Motoristas que trabalham com transporte por aplicativo precisam ficar atentos às regras de propaganda eleitoral durante o período de campanha das Eleições Gerais de 2026. Mesmo que o veículo seja particular, quando está sendo utilizado para transportar passageiros mediante pagamento, não pode circular com propaganda de candidatos.
A restrição vale para adesivos, faixas e outros materiais de divulgação política colocados em qualquer parte do veículo. A proibição inclui portas, carroceria, vidros e para-brisa. Até mesmo os adesivos microperfurados, que permitem a passagem de luz e a visibilidade de dentro do carro, não são permitidos enquanto o veículo estiver sendo usado no transporte de passageiros.

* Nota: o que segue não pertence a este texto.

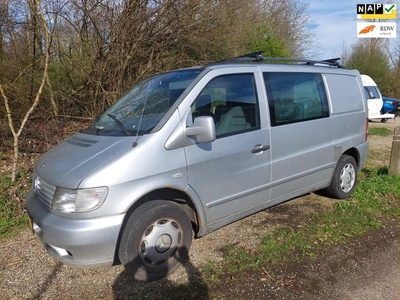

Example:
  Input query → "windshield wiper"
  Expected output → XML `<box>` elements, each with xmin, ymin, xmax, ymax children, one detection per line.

<box><xmin>107</xmin><ymin>114</ymin><xmax>131</xmax><ymax>135</ymax></box>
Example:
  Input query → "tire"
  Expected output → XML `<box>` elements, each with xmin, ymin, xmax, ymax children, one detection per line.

<box><xmin>118</xmin><ymin>200</ymin><xmax>192</xmax><ymax>281</ymax></box>
<box><xmin>326</xmin><ymin>155</ymin><xmax>358</xmax><ymax>199</ymax></box>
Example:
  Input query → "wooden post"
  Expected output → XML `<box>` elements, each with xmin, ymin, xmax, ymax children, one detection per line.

<box><xmin>389</xmin><ymin>127</ymin><xmax>400</xmax><ymax>175</ymax></box>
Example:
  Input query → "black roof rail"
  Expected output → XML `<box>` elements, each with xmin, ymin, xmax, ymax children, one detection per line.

<box><xmin>220</xmin><ymin>51</ymin><xmax>345</xmax><ymax>68</ymax></box>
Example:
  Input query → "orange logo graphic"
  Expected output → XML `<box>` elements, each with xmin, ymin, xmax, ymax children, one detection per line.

<box><xmin>358</xmin><ymin>25</ymin><xmax>376</xmax><ymax>34</ymax></box>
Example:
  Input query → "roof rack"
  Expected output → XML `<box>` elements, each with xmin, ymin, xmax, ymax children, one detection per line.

<box><xmin>220</xmin><ymin>51</ymin><xmax>345</xmax><ymax>69</ymax></box>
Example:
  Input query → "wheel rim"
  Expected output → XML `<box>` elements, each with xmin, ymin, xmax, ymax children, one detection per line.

<box><xmin>340</xmin><ymin>164</ymin><xmax>356</xmax><ymax>193</ymax></box>
<box><xmin>139</xmin><ymin>218</ymin><xmax>182</xmax><ymax>266</ymax></box>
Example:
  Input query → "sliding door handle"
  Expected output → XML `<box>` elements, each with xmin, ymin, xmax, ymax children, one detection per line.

<box><xmin>251</xmin><ymin>145</ymin><xmax>269</xmax><ymax>153</ymax></box>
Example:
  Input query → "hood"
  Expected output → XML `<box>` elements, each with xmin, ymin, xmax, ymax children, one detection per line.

<box><xmin>35</xmin><ymin>133</ymin><xmax>134</xmax><ymax>188</ymax></box>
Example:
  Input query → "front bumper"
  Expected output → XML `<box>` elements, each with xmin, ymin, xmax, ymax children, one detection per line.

<box><xmin>26</xmin><ymin>190</ymin><xmax>125</xmax><ymax>268</ymax></box>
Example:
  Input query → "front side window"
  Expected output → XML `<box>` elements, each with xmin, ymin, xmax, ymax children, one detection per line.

<box><xmin>264</xmin><ymin>72</ymin><xmax>329</xmax><ymax>126</ymax></box>
<box><xmin>191</xmin><ymin>74</ymin><xmax>260</xmax><ymax>138</ymax></box>
<box><xmin>83</xmin><ymin>69</ymin><xmax>202</xmax><ymax>135</ymax></box>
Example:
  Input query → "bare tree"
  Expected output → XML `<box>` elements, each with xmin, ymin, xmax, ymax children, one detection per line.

<box><xmin>0</xmin><ymin>0</ymin><xmax>50</xmax><ymax>182</ymax></box>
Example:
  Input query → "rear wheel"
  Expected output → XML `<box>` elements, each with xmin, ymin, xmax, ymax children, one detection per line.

<box><xmin>118</xmin><ymin>200</ymin><xmax>192</xmax><ymax>281</ymax></box>
<box><xmin>326</xmin><ymin>155</ymin><xmax>358</xmax><ymax>199</ymax></box>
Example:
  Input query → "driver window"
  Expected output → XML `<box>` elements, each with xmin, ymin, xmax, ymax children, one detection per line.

<box><xmin>191</xmin><ymin>74</ymin><xmax>260</xmax><ymax>138</ymax></box>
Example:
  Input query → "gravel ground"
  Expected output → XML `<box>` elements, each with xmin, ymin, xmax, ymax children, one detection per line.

<box><xmin>0</xmin><ymin>120</ymin><xmax>400</xmax><ymax>300</ymax></box>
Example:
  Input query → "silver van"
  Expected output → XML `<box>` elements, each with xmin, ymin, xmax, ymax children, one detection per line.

<box><xmin>26</xmin><ymin>53</ymin><xmax>368</xmax><ymax>281</ymax></box>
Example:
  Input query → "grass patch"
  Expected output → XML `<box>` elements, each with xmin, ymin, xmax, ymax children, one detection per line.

<box><xmin>0</xmin><ymin>169</ymin><xmax>28</xmax><ymax>238</ymax></box>
<box><xmin>368</xmin><ymin>127</ymin><xmax>392</xmax><ymax>136</ymax></box>
<box><xmin>204</xmin><ymin>169</ymin><xmax>400</xmax><ymax>282</ymax></box>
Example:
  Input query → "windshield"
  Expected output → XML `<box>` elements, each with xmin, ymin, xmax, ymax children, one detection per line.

<box><xmin>84</xmin><ymin>69</ymin><xmax>202</xmax><ymax>135</ymax></box>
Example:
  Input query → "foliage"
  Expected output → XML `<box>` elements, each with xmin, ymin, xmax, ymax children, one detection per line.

<box><xmin>0</xmin><ymin>169</ymin><xmax>28</xmax><ymax>237</ymax></box>
<box><xmin>346</xmin><ymin>39</ymin><xmax>391</xmax><ymax>95</ymax></box>
<box><xmin>0</xmin><ymin>0</ymin><xmax>312</xmax><ymax>119</ymax></box>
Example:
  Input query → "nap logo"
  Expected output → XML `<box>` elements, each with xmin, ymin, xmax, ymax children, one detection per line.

<box><xmin>357</xmin><ymin>22</ymin><xmax>396</xmax><ymax>38</ymax></box>
<box><xmin>357</xmin><ymin>3</ymin><xmax>397</xmax><ymax>20</ymax></box>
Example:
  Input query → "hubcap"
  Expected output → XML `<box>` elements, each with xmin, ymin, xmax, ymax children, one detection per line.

<box><xmin>340</xmin><ymin>164</ymin><xmax>356</xmax><ymax>193</ymax></box>
<box><xmin>140</xmin><ymin>218</ymin><xmax>182</xmax><ymax>265</ymax></box>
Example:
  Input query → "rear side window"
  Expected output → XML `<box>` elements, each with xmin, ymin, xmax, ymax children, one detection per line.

<box><xmin>324</xmin><ymin>74</ymin><xmax>366</xmax><ymax>114</ymax></box>
<box><xmin>264</xmin><ymin>72</ymin><xmax>329</xmax><ymax>126</ymax></box>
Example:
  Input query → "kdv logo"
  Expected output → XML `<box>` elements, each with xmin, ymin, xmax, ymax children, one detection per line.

<box><xmin>357</xmin><ymin>3</ymin><xmax>397</xmax><ymax>20</ymax></box>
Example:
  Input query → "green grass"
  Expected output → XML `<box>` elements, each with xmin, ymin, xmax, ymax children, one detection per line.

<box><xmin>204</xmin><ymin>168</ymin><xmax>400</xmax><ymax>282</ymax></box>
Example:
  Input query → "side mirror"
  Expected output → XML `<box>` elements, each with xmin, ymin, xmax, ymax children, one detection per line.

<box><xmin>186</xmin><ymin>116</ymin><xmax>216</xmax><ymax>143</ymax></box>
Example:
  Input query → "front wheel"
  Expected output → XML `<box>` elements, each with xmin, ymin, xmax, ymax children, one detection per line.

<box><xmin>326</xmin><ymin>155</ymin><xmax>358</xmax><ymax>199</ymax></box>
<box><xmin>118</xmin><ymin>200</ymin><xmax>192</xmax><ymax>281</ymax></box>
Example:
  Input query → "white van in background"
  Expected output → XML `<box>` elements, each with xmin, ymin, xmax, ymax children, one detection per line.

<box><xmin>361</xmin><ymin>74</ymin><xmax>395</xmax><ymax>121</ymax></box>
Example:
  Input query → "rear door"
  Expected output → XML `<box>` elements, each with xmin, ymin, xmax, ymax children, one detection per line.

<box><xmin>185</xmin><ymin>68</ymin><xmax>271</xmax><ymax>227</ymax></box>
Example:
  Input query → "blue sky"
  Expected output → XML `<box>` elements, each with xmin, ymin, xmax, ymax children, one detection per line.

<box><xmin>301</xmin><ymin>0</ymin><xmax>397</xmax><ymax>59</ymax></box>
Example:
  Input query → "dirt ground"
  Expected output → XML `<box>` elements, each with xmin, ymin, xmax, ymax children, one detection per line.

<box><xmin>0</xmin><ymin>120</ymin><xmax>400</xmax><ymax>300</ymax></box>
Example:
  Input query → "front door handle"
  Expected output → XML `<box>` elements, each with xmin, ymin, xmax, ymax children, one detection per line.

<box><xmin>251</xmin><ymin>145</ymin><xmax>269</xmax><ymax>153</ymax></box>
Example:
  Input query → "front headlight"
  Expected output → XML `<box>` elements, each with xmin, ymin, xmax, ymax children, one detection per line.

<box><xmin>51</xmin><ymin>187</ymin><xmax>108</xmax><ymax>213</ymax></box>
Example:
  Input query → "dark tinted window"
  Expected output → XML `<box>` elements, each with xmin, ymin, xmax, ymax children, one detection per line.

<box><xmin>264</xmin><ymin>73</ymin><xmax>329</xmax><ymax>126</ymax></box>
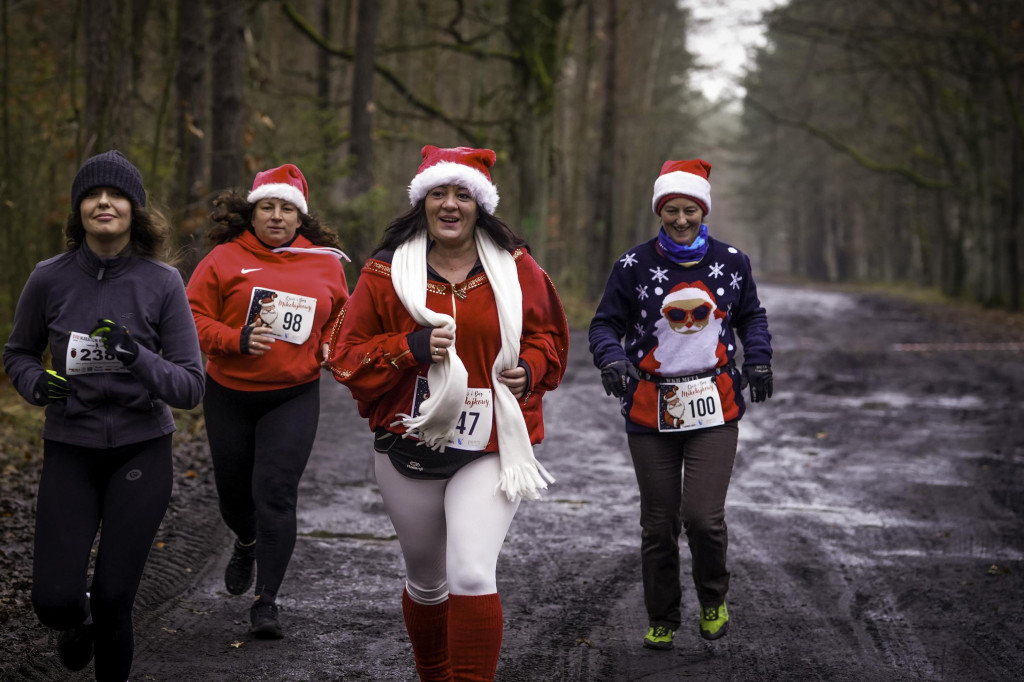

Segundo a Justiça Eleitoral, mesmo sendo particulares, os veículos utilizados no transporte por aplicativo, quando estão transportando passageiros, são considerados acessíveis ao público em geral. Por isso, não podem divulgar propaganda eleitoral durante a prestação do serviço.
A restrição pode gerar consequências também para os candidatos. Caso uma propaganda irregular seja identificada em um veículo utilizado para transporte por aplicativo, o responsável pela candidatura pode ser notificado para retirar o material e ainda ficar sujeito a penalidades.
Segundo o Tribunal Regional Eleitoral (TRE), a fiscalização dos carros de aplicativo pode ser mais difícil porque, ao contrário dos táxis, esses veículos não possuem uma identificação visual específica que permita reconhecê-los imediatamente durante uma abordagem.
Por isso, a Justiça Eleitoral conta com denúncias da população. Passageiros e outras pessoas que identificarem propaganda eleitoral em um carro usado para transporte por aplicativo podem registrar a ocorrência por meio do aplicativo Pardal.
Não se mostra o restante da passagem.